The future is bright
Disney’s ambitious fantasy film relies on optimism, a plucky heroine and Clooney
Director Brad Bird presents a gorgeously wrought, hopeful future vision in Tomorrowland, infusing the family film with enough entertaining action and retrothemed whiz bang to forgive an awkward opening and third-act weakness.
Written by Bird and Lost’s Damon Lindelof, Tomorrowland is barely based on Uncle Walt’s theme park area, opening instead at the 1964 World’s Fair. Earnest kid inventor Frank Walker (Thomas Robinson, soon to grow into George Clooney) has overcome several bruising setbacks to arrive with his latest breakthrough, a jet pack cribbed together from vacuum cleaner parts.
Frank hopes it will net a prize but scientist-juror David Nix (Hugh Laurie) dismisses him. Frank ends up with something considerably more valuable, including an adventure and friendship with mysterious young English girl Athena, played with otherworldly charm by newcomer Raffey Cassidy.
Fast forward to present day and teen Casey Newton (Britt Robertson).
Brainy and confident, she can barely entertain any outcome other than positive. If something is in peril, say her dad’s NASA engineering job, she’s going to go out and try to fix it, even if it lands her in hot water.
Casey’s discovery of a T-logo pin unleashes the first of a daisy chain of fantasy scenes, delightful to look at and craftily engineered by Bird ( The Incredibles, Mission: Impossible — Ghost Protocol) to deliver thrills with a touch of old-school Disney whimsy.
Touching the pin instantly transports Casey to a futuristic somewhere, a glorious trick that repeats in quick snatches before plopping her into a wheat field with a city rising in the distance, Bird’s Wizard of Oz- like intention made clear.
It’s a gleaming metropolis, the skies filled with flying trains zooming among transparent forest-filled tubes and divers effortlessly plunging between floating discs of water. But the visit has a time limit and it’s understandable why Casey is heartbroken to leave and desperate to return. Alas, her pin has conked out.
Her search for a replacement sends Casey to Houston and a retro toy shop run by an oddball couple (Kathryn Hahn and Keegan-Michael Key). A visual feast for nerds, it’s jammed with a cornucopia of pop culture goodies and cool oddities (and a few Star Warsitems, the force is strong in this newly Disney-run franchise) that will have audiences engaging in I Spy.
With the help of a new sidekick, Casey goes looking for Frank for a ticket back to Tomorrowland.
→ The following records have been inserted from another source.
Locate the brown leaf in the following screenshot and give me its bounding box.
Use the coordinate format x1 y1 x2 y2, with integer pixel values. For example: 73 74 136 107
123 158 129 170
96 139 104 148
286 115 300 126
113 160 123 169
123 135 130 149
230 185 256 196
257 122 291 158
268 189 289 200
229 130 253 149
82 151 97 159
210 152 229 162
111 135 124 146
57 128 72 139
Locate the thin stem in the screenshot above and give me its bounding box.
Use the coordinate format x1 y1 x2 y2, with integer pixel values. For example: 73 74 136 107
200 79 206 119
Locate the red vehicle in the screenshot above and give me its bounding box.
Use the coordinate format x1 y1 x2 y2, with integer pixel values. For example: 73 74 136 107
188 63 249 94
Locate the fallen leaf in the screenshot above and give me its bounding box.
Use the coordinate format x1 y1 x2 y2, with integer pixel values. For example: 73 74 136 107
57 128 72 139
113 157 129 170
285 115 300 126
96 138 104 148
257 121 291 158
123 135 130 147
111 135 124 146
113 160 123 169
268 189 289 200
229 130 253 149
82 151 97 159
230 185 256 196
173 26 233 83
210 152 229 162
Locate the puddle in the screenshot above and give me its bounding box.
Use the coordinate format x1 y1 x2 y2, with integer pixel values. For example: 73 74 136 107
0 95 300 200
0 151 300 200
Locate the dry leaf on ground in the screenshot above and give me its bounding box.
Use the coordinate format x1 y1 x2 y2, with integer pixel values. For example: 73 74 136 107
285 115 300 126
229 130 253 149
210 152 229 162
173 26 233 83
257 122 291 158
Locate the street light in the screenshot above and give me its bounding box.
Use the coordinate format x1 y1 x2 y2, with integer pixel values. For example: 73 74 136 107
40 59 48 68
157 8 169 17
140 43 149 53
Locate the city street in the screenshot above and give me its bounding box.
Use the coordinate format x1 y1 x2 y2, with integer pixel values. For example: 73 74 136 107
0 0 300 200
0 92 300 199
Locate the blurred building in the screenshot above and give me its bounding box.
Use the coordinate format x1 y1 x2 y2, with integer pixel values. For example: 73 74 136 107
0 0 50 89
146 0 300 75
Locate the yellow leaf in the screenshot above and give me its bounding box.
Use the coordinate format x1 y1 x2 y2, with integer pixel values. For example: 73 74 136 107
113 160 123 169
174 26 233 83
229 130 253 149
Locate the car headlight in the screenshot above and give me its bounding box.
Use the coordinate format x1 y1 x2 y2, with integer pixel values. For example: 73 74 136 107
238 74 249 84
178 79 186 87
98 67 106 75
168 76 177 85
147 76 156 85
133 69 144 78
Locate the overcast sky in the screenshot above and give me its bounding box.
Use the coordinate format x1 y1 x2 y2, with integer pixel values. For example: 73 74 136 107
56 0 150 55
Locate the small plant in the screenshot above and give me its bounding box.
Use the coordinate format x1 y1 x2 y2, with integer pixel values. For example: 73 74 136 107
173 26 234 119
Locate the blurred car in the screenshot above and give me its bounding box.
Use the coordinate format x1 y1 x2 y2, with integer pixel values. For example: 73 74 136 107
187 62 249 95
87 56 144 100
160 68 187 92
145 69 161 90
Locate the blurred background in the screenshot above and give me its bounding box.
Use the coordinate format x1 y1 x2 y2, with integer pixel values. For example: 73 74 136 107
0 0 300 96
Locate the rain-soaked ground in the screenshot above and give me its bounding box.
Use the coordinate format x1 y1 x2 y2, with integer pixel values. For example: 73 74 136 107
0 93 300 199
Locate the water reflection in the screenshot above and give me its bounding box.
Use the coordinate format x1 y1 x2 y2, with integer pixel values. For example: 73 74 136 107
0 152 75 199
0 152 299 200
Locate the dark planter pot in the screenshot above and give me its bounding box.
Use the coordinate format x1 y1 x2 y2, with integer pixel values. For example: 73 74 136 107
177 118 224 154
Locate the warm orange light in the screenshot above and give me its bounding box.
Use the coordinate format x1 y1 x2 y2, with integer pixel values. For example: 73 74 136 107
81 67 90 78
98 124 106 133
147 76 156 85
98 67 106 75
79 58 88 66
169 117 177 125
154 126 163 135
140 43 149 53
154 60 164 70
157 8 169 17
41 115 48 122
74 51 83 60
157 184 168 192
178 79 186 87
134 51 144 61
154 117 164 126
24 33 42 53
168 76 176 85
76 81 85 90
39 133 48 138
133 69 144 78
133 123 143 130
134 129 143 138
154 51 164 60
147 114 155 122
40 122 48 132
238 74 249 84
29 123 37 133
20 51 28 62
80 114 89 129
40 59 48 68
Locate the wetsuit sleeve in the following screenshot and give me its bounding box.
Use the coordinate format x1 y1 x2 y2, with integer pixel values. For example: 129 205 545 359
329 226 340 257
She finds him, his ramshackle house masking a high-tech fortress packed with Rube Goldberg gadgets and booby traps. Clooney seems delighted to play the curmudgeonly recluse, who possesses a far less blue-sky take on the future than the earnest Casey.
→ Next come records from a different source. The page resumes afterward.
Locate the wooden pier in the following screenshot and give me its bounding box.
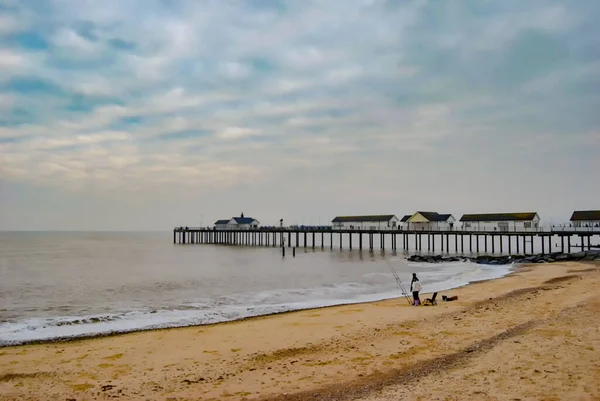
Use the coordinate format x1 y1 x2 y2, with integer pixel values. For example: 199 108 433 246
173 227 600 255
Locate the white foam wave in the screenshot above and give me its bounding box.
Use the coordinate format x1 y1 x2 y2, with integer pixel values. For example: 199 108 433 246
0 262 511 345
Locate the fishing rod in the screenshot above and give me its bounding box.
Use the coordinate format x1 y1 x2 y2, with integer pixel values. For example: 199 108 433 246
387 261 412 305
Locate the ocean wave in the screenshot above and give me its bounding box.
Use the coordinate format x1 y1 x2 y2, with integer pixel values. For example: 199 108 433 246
0 262 511 346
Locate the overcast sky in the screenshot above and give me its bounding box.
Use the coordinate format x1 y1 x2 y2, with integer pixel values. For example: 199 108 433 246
0 0 600 230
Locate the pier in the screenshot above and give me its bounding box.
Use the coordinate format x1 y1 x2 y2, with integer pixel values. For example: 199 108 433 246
173 227 600 255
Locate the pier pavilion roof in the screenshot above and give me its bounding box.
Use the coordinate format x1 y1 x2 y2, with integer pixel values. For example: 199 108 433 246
331 214 396 223
233 217 255 224
571 210 600 221
460 212 537 222
409 212 452 221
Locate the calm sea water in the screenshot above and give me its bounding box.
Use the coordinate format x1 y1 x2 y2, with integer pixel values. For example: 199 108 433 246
0 232 510 345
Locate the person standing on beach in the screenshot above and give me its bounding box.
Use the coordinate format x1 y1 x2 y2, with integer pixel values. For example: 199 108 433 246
410 273 423 306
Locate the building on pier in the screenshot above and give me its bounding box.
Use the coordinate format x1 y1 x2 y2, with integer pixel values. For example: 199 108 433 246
215 213 260 230
460 212 540 232
331 214 400 230
571 210 600 228
406 212 456 231
399 214 412 230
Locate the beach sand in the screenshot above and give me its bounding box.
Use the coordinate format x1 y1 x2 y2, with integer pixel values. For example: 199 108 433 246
0 263 600 401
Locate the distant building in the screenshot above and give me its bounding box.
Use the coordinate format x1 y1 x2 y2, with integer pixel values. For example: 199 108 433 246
571 210 600 228
215 213 260 230
460 212 540 232
331 214 400 230
406 212 456 231
399 214 412 230
215 220 230 230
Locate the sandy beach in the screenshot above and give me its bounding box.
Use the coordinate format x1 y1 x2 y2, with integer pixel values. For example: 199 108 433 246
0 263 600 401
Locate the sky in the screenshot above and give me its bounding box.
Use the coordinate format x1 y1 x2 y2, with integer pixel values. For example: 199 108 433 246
0 0 600 230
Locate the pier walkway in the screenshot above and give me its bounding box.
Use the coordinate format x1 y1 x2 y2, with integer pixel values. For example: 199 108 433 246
173 227 600 254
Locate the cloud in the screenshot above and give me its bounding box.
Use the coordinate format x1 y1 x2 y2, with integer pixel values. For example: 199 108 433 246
0 0 600 228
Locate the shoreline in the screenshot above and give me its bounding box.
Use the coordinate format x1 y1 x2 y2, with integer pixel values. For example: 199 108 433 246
0 263 600 401
0 263 516 349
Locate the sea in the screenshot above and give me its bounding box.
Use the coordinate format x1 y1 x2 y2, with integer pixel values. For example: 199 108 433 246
0 232 511 346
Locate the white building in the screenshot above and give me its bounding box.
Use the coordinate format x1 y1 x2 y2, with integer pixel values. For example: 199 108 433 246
215 213 260 230
571 210 600 231
460 212 540 232
215 219 233 230
399 214 412 230
406 212 456 231
331 214 400 230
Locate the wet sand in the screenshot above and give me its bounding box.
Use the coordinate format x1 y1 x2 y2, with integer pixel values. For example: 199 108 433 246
0 263 600 401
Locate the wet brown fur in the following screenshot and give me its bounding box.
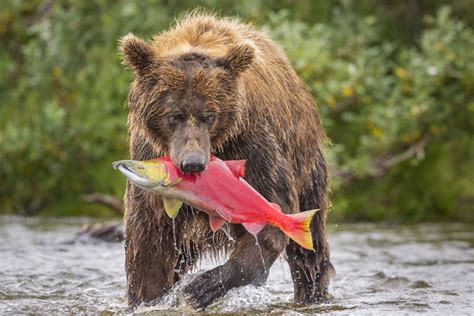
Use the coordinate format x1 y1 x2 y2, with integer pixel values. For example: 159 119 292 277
121 13 334 307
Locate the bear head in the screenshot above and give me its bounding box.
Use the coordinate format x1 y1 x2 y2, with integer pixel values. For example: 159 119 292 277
120 34 255 173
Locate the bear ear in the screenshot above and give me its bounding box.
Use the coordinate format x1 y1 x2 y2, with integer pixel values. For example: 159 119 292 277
216 44 255 75
119 33 153 75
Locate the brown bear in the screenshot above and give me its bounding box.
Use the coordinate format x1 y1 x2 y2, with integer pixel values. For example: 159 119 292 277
120 13 334 308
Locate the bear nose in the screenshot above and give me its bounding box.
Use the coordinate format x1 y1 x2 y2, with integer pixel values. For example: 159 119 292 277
180 154 206 173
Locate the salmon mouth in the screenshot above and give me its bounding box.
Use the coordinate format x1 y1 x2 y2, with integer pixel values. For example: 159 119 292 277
112 160 164 189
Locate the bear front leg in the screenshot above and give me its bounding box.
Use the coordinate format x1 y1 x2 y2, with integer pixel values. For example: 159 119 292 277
125 186 178 308
286 210 335 304
184 226 288 309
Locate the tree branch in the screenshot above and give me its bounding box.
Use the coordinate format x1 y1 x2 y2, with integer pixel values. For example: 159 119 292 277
334 135 431 186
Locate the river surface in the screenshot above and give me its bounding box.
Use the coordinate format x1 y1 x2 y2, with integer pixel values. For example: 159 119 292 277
0 217 474 315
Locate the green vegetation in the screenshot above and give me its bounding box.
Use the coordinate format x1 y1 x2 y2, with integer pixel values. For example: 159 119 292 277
0 0 474 221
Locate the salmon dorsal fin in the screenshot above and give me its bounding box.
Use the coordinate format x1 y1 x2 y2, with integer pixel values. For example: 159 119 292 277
225 160 245 178
209 215 225 233
242 223 265 236
163 198 183 218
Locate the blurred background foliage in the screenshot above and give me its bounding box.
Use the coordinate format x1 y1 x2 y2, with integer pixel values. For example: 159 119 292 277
0 0 474 222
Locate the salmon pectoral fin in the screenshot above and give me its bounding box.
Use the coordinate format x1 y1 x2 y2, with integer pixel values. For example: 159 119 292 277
209 215 225 233
225 160 245 178
242 222 265 236
163 198 183 218
270 202 281 212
Turns out Casey fit the bill for optimistic futurist and her pin was her entry to the invitation-only Tomorrowland, a place designed for the most creative risk takers, scientists, big thinkers and dreamers. And it was all a con. “What you saw is gone,” says Frank, something Casey interprets more as a challenge than fact.
Getting back there takes nerve and a lot of help from a steampunk rocket ship hidden in the Eiffel Tower. But if it’s going to take an idealist to save the world, Casey is the one for the job. Robertson is ideal as the exuberant, curious teen and she and Clooney work well together onscreen. But it’s Cassidy who truly shines as the ageless Athena, despite inhabiting a strange storyline that doesn’t quite click in the final going.
The same can be said for the confusing climactic showdown, which combines weird science and a preachy lecture on what Earth’s selfish residents have done to the planet. It’s a letdown not even a Tomorrowland-grade optimist could put a positive spin upon.